Figure 1. Quantitative detection of natural and etoposide-induced DSBs.

(a) Schematic of BLISS. The workflow starts by either fixing cells onto a microscope slide or in a multi-well plate, or by immobilizing already fixed tissue sections onto a slide. DSB ends are then in situ blunted and tagged with dsDNA adapters containing components described in the boxed legend and in Supplementary Data 1. Tagged DSB ends are linearly amplified using in vitro transcription and the resulting RNA is used for Illumina library preparation and sequencing. (b) BLISS reads aligned to an SpCas9 on-target cut site (arrowhead) in the EMX1 gene. Light blue, guide sequence. Orange, PAM sequence. Dark blue, reads mapped to the minus strand. Red, reads mapped to the plus strand. (c) Estimated number of DSBs per cell in three replicates sequenced at increasing sequencing depth. Dashed line, hyperbolic interpolation. (d) Number of DSB locations in etoposide-treated versus control U2OS cells by filtering on the minimum number of UMIs per DSB location. (e) Fraction of DSB locations mapped around the transcription start sites (TSS) in control versus etoposide-treated U2OS cells as a function of the minimum number of UMIs per DSB location. Dashed lines, linear interpolation. Colour shades, 95% confidence intervals. (f) For BLISS on mouse liver, mapping of sequenced DSB ends found in the top 10% (red) and bottom 10% (blue) of expressed genes in the mouse liver. n, number of biological replicates. Dots, mean value. Whiskers, min-max range. Dashed lines, spline interpolation. (g) Percentage of sequenced DSB ends mapped in a ±1 kb interval around the TSS for each inter-decile interval of gene expression in mouse liver. FPKM, fragments per kilobase of transcript per million mapped reads. n, number of biological replicates. Bars, mean value. Whiskers, min–max range. (h) Number of sequenced DSB ends mapped per kilobase inside the gene body of the top 10% and bottom 10% expressed genes in mouse liver. n, number of biological replicates. Whiskers, 2.5–97.5 percentile range. P, Mann–Whitney test.

Figure 2. Evaluation of BLISS sensitivity through genome-wide quantification of SpCas9 on- and off-target DSBs.

(a) On- and off-target sites identified by BLISS, BLESS, GUIDEseq and Digenome-seq. BLISS targets were ranked in descending order based on the number of unique DSB ends aligned to the target per 10⁵ unique BLISS reads. Coloured boxes in the BLESS, GUIDEseq and Digenome-seq columns indicate when the BLISS target was previously found by either of these methods. Individual sites were validated by targeted deep sequencing and the percentage of reads containing an insertion or deletion (indel) is shown. (n=3, error bars show s.e.m.). ON, on-target. OT, off-target. (b) Overlap between on- and off-target sites identified by BLISS versus BLESS. (c) Overlap between on- and off-target sites identified by BLISS versus GUIDEseq and Digenome-seq.

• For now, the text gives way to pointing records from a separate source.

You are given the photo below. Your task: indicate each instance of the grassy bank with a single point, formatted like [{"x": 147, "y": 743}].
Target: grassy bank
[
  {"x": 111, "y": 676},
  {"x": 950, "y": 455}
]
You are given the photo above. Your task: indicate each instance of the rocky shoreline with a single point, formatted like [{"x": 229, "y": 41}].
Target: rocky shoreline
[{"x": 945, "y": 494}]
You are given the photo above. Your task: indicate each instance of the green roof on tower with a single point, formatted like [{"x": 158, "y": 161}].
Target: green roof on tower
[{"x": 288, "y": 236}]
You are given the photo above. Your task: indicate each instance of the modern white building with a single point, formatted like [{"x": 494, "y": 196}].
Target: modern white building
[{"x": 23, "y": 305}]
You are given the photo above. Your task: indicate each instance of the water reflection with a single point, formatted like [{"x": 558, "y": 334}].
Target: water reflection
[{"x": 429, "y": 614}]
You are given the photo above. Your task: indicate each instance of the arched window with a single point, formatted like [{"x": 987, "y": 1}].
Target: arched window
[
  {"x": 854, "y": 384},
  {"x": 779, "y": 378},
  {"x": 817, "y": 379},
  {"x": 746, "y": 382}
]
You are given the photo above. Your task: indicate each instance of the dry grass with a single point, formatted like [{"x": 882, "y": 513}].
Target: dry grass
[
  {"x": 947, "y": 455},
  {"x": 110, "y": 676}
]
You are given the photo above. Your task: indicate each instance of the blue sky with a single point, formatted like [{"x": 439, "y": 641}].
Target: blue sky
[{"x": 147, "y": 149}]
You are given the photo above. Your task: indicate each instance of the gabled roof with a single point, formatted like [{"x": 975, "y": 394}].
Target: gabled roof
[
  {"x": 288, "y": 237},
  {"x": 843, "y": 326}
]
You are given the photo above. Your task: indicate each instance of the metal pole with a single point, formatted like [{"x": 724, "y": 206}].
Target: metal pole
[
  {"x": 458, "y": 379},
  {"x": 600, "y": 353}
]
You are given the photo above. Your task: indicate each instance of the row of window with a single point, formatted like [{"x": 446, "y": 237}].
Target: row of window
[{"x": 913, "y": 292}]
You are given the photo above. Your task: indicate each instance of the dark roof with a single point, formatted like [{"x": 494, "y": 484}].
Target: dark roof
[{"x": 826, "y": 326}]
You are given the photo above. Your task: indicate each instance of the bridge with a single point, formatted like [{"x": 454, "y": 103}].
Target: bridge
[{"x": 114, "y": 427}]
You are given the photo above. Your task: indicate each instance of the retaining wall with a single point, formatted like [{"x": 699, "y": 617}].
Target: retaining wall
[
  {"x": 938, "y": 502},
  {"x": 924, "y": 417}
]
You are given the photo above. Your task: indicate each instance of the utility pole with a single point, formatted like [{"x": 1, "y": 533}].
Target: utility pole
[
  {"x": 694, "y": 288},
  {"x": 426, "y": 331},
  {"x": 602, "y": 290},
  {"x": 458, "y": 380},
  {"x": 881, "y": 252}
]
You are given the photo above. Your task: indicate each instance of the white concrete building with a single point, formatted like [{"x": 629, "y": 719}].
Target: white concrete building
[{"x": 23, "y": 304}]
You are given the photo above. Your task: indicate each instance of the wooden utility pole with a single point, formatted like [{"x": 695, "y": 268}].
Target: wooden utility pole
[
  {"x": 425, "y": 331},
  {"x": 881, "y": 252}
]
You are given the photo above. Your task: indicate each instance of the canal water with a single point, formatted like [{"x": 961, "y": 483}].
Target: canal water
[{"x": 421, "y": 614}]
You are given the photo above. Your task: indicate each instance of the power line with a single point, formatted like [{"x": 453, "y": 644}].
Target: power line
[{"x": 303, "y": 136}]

Figure 3. Characterization of AsCpf1 and LbCpf1 specificity.

(a) Validated on- and off-target sites for AsCpf1 and LbCpf1 for six separate guide targets as measured by Cpf1-BLISS over two independent biological replicates and validated by targeted NGS (n=3, error bars show s.e.m.). Grey boxes indicate DSB loci not detected within a biological replicate. (b) Evaluating the position-dependent mismatch tolerance of AsCpf1 and LbCpf1 using a repetitive guide with 36,777 predicted genomic loci with single mismatches. (c) A map of mismatch tolerance per position generated by dividing at each base the number of off-targets discovered in BLISS versus the possible single mismatched genomic targets for Cpf1. The grey line plotted on the left y axis is the count of single mismatched targets in the genome for Cpf1 as predicted by Cas OFFinder. (d) Guide designs for investigating the effect of single base pair mismatches in the RNA guide on AsCpf1 and LbCpf1 specificity by measuring the change in their on-target efficiency versus a matched guide. (e) Composite mismatch tolerance model for AsCpf1 and LbCpf1 based on saturated single base pair mismatches for two guides. Cas9 data (green) modelled from existing Cas9 single mismatch data.